# want to meet a really wild show presenter , steve backshaw



## leptophis (May 24, 2007)

Steve Backshaw presenter of the Really Wild Show and various reptile documentarys will be signing his new book "Venom" on the 16th December at the Reptile Zone in Bristol, There is limited space on this so please email [email protected] if you plan on attending, Steve is an interesting guy who has alot of experience with venomous snakes, there will be a handling demonstration during the day, soft drinks will also be provided, as well as mince pies as were so near christmas. It should be a fun and interesting day, for all the family, there will be othere reptiles to see and experience so come along, book it in your diary, and email us, we specifically aimed it for sunday so your christmas shopping isnt spoilt. Doors will be open at 11.00am, Steve will be there till 3.00pm, look forward to seeing you all there.


----------



## Nerys (Apr 18, 2005)

yeah stick rory and i down for that pete.. been meaning to bring him to meet you lot and see the shop anyway..

just tell adam to behave :lol2:

N


----------



## Angi (Nov 12, 2005)

If anyone is planning on coming along it would be great if you could send us an email so we have an idea of how many mince pies and soft drinks to buy in.

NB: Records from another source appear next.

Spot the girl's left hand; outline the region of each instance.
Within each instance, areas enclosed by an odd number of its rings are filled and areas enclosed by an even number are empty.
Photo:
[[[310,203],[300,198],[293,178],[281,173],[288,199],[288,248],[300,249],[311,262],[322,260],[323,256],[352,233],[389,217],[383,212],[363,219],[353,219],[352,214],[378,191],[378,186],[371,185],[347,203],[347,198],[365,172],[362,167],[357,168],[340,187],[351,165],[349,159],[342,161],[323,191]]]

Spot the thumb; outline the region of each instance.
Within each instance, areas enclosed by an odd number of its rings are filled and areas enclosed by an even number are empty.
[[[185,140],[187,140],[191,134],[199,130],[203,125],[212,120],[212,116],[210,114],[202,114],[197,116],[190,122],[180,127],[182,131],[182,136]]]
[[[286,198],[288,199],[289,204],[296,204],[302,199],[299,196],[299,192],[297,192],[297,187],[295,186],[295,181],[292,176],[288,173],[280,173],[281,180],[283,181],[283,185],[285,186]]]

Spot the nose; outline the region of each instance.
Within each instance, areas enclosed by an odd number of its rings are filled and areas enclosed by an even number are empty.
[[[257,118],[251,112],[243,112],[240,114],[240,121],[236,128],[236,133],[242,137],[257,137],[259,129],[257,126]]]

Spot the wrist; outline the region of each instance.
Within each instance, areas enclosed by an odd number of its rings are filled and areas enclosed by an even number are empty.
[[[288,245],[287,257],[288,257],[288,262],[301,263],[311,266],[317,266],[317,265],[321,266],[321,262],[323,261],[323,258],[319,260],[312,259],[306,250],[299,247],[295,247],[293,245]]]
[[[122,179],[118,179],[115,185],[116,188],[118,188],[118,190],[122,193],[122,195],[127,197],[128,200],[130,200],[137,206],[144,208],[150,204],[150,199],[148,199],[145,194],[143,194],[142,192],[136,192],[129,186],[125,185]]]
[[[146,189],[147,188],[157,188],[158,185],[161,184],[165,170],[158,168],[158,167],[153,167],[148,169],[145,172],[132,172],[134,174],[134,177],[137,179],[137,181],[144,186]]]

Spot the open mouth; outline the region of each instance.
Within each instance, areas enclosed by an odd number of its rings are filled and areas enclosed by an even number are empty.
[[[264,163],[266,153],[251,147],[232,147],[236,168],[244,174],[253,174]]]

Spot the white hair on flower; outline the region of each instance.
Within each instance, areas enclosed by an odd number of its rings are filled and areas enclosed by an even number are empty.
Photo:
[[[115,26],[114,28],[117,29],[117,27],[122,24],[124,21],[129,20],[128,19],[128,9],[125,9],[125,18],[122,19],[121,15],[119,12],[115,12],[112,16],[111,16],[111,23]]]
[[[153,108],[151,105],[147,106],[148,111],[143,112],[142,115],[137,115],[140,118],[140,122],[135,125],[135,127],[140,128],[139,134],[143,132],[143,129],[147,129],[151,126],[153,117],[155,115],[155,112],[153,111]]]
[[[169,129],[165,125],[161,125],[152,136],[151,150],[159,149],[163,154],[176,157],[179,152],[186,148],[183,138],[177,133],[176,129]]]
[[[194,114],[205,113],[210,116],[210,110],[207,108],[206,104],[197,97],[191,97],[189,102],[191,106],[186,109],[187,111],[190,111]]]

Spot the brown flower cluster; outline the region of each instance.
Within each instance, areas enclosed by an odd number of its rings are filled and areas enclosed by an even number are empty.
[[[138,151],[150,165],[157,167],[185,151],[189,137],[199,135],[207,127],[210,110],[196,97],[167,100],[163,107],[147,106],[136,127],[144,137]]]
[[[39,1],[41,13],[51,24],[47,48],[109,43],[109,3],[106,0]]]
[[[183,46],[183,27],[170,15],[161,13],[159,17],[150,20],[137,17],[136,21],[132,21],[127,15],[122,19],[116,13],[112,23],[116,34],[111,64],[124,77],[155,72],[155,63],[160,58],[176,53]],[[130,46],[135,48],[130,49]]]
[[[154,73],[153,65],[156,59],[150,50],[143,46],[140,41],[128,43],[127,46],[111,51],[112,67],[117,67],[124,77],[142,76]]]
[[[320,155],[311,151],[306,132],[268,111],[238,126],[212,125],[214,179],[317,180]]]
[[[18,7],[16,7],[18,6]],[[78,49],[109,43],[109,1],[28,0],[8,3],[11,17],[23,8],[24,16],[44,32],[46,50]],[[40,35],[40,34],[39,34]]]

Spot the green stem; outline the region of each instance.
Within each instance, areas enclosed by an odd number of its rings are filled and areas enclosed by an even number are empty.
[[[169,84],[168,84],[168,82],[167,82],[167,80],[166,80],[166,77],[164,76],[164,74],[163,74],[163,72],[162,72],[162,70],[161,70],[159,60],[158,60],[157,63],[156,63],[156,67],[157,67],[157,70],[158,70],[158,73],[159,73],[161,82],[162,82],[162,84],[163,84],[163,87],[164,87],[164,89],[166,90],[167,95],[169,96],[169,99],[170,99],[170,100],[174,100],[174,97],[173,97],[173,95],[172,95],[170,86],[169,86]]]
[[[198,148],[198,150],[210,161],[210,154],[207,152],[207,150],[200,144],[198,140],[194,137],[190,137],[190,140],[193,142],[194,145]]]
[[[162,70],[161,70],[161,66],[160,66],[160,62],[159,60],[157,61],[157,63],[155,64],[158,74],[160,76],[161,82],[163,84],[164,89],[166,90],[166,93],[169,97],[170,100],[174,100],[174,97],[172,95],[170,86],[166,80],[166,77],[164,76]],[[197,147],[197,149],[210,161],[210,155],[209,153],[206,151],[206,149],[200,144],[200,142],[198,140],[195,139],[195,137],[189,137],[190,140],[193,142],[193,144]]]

Nerys, just remember to wear some non slippy shoes so you dont slip on Adams drool:mf_dribble::whistling2::whip:


----------



## njp (Mar 4, 2007)

Sounds good, I may be coming.

Isn't his name Backshall?


----------



## SiUK (Feb 15, 2007)

did he not critisise keeping king cobras or am I thinking of someone else?


----------



## Moshpitviper (Oct 21, 2005)

i'll be there!!!


----------